Installed a few DEs to try them out, but it was easyer to install than remove the same swathe of packages.
Now I have multiple file browsers and settings programs :(
Buy a new, bigger ssd and start again from scratch. Copy your data from the old disk, then retire it into your NAS to add storage there. Repeat every once in a while, and suddenly you have a homelab.
Right now I have a VM running NixOS, so I can figure things out. What annoys me is that when asked to list all the programs I want to use, I struggle, but installing things on the fly is so much more easier. Nix-env does that, but it doesn't add it to a /etc/nixos/configuration.nix, does it? Also, I know about home-manager, but I've heard it's extrememly difficult.

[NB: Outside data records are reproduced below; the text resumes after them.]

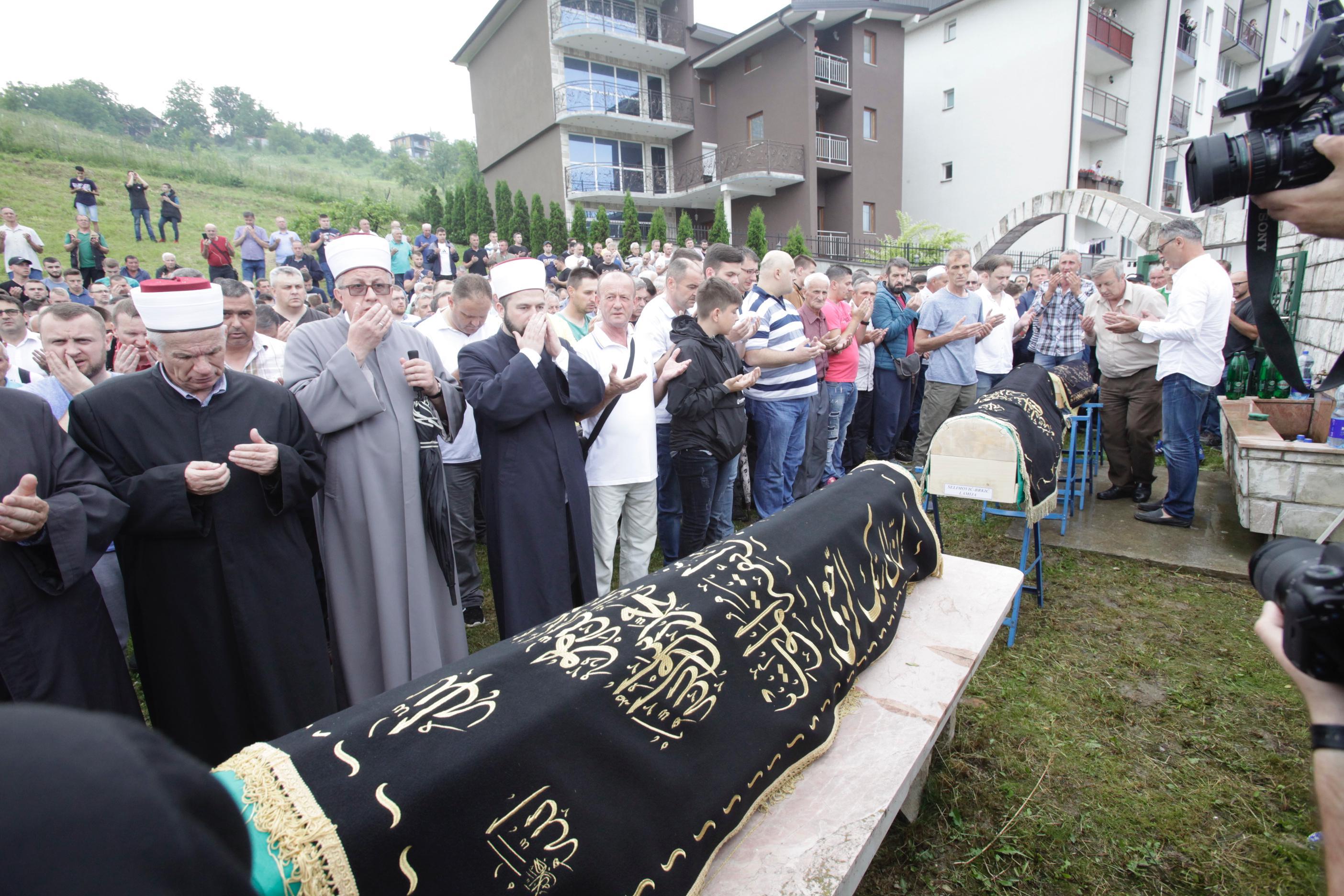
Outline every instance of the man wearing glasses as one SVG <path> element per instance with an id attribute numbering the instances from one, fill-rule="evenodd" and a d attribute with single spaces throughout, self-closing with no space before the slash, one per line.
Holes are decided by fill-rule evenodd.
<path id="1" fill-rule="evenodd" d="M 411 415 L 423 390 L 453 438 L 465 404 L 429 337 L 395 325 L 387 240 L 332 239 L 327 263 L 344 312 L 290 334 L 285 384 L 327 450 L 320 535 L 332 649 L 344 699 L 359 703 L 466 656 L 462 613 L 421 512 Z"/>

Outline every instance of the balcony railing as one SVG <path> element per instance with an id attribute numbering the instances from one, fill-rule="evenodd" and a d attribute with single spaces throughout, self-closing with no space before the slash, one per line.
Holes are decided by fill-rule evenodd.
<path id="1" fill-rule="evenodd" d="M 816 51 L 817 81 L 836 87 L 849 87 L 849 60 L 829 52 Z"/>
<path id="2" fill-rule="evenodd" d="M 1172 97 L 1172 128 L 1189 130 L 1189 103 L 1180 97 Z"/>
<path id="3" fill-rule="evenodd" d="M 1095 9 L 1087 11 L 1087 36 L 1125 59 L 1134 58 L 1134 32 Z"/>
<path id="4" fill-rule="evenodd" d="M 1091 85 L 1083 85 L 1083 114 L 1107 125 L 1129 128 L 1129 103 Z"/>
<path id="5" fill-rule="evenodd" d="M 1163 208 L 1180 211 L 1181 183 L 1169 177 L 1163 179 Z"/>
<path id="6" fill-rule="evenodd" d="M 610 81 L 575 81 L 555 89 L 555 114 L 595 111 L 648 121 L 695 124 L 695 103 L 661 90 L 641 90 Z"/>
<path id="7" fill-rule="evenodd" d="M 685 23 L 649 8 L 618 0 L 559 0 L 551 4 L 552 36 L 578 30 L 685 46 Z"/>
<path id="8" fill-rule="evenodd" d="M 841 134 L 828 134 L 824 130 L 818 130 L 817 161 L 831 163 L 832 165 L 848 165 L 849 138 Z"/>

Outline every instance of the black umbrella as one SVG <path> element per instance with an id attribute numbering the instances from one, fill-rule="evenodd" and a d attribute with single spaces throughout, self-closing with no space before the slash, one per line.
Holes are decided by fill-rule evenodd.
<path id="1" fill-rule="evenodd" d="M 409 351 L 406 357 L 415 360 L 419 352 Z M 411 414 L 415 418 L 415 437 L 421 443 L 421 502 L 425 512 L 425 528 L 429 529 L 430 541 L 434 543 L 434 555 L 438 557 L 438 568 L 448 579 L 449 590 L 453 592 L 453 604 L 457 604 L 457 556 L 453 553 L 453 525 L 448 512 L 448 482 L 444 480 L 444 457 L 438 450 L 438 441 L 448 441 L 444 422 L 434 410 L 434 402 L 425 395 L 425 390 L 415 390 L 415 402 L 411 404 Z"/>

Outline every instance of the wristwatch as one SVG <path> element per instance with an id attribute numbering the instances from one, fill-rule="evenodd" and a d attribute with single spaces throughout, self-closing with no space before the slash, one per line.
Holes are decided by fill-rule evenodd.
<path id="1" fill-rule="evenodd" d="M 1312 725 L 1312 750 L 1344 750 L 1344 725 Z"/>

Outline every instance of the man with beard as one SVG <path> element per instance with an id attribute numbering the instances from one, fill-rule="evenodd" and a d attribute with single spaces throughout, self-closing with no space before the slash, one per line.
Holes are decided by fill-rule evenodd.
<path id="1" fill-rule="evenodd" d="M 130 506 L 117 535 L 155 728 L 216 763 L 336 709 L 302 512 L 317 434 L 282 387 L 224 369 L 223 297 L 146 281 L 161 363 L 77 395 L 70 434 Z"/>
<path id="2" fill-rule="evenodd" d="M 500 330 L 462 348 L 476 410 L 487 548 L 500 637 L 595 599 L 587 477 L 575 418 L 603 396 L 603 377 L 574 355 L 546 314 L 546 266 L 495 266 Z"/>
<path id="3" fill-rule="evenodd" d="M 257 332 L 257 300 L 251 290 L 226 277 L 215 283 L 224 297 L 224 365 L 284 386 L 285 344 Z"/>
<path id="4" fill-rule="evenodd" d="M 285 383 L 327 449 L 320 519 L 332 650 L 359 703 L 466 656 L 462 613 L 421 509 L 414 390 L 434 403 L 449 439 L 464 404 L 433 343 L 388 308 L 387 240 L 333 239 L 327 263 L 345 310 L 294 330 Z"/>

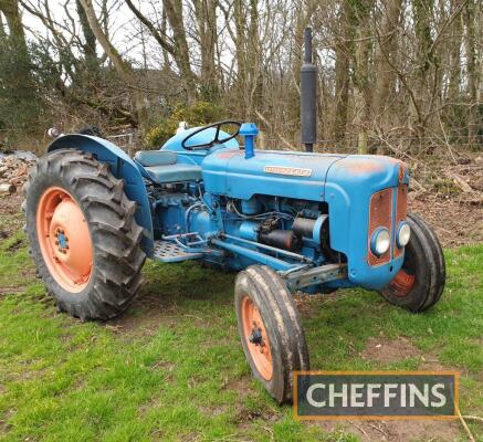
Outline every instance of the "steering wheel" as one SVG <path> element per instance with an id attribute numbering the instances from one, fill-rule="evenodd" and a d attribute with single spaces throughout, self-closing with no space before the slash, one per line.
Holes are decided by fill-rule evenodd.
<path id="1" fill-rule="evenodd" d="M 221 126 L 223 126 L 223 125 L 237 126 L 237 130 L 235 130 L 234 134 L 231 134 L 230 136 L 220 139 Z M 233 122 L 233 120 L 230 120 L 230 119 L 227 119 L 227 120 L 223 120 L 223 122 L 213 123 L 211 125 L 200 127 L 199 129 L 192 131 L 186 138 L 182 139 L 181 147 L 187 149 L 187 150 L 209 149 L 209 148 L 211 148 L 211 147 L 213 147 L 216 145 L 221 145 L 223 143 L 230 141 L 230 139 L 233 139 L 239 134 L 240 127 L 241 127 L 241 123 L 240 122 Z M 196 135 L 202 133 L 203 130 L 208 130 L 208 129 L 211 129 L 211 128 L 216 128 L 217 131 L 214 133 L 214 138 L 210 143 L 202 143 L 202 144 L 199 144 L 199 145 L 187 145 L 187 141 L 190 140 L 192 137 L 195 137 Z"/>

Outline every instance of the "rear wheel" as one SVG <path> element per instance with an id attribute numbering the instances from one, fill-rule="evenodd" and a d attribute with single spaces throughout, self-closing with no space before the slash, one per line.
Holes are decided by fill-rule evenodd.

No, nix-env installs to your user environment, which the nixos-rebuild command barely touches. It doesn't touch the global configuration file. In fact you can even manage user accounts imperatively.
My approach is the following: try a program using nix run (or nix-shell, depending on the case) and if it does what I want, add it to my configuration and nixos-rebuild test. It will then be available permanently on next update.
What I also do is keep all nix-related files in a git repository under main user control and have the flake.nix (if using flakes, otherwise configuration.nix) soft linked into /etc/nixos. This also enables rollback on your configuration, not only on the actual system state.
I agree that each package takes more time, but OTOH, you save a lot of time and effort in the longer run. Also I don't really have that high fluctuation of packages that it actually matters.
home-manager is a bit in a weird spot in my opinion as in it's not very clear how it should be installed. If it's a NixOS module, your changes will only be applied during rebuild - which only root can trigger. But if you're already triggering those as root, you might as well as the packages globally. I generally install globally and configure the options using home-manager.
pacman -Qs, and look through packages you don't need and delete them. Then you'll hit a dependency, and another one, and another.... and you'll find out one app requires the gtk3 package so like 20-30 packages are just for it and can't get deleted
I installed SwayFX, but no program wanted to open in Wayland despite XWayland being installed, complaining about "no x server", even the wayland-native programs. I gave up and went to XFCE4, then back to SwayFX because Wayland magically started workinng.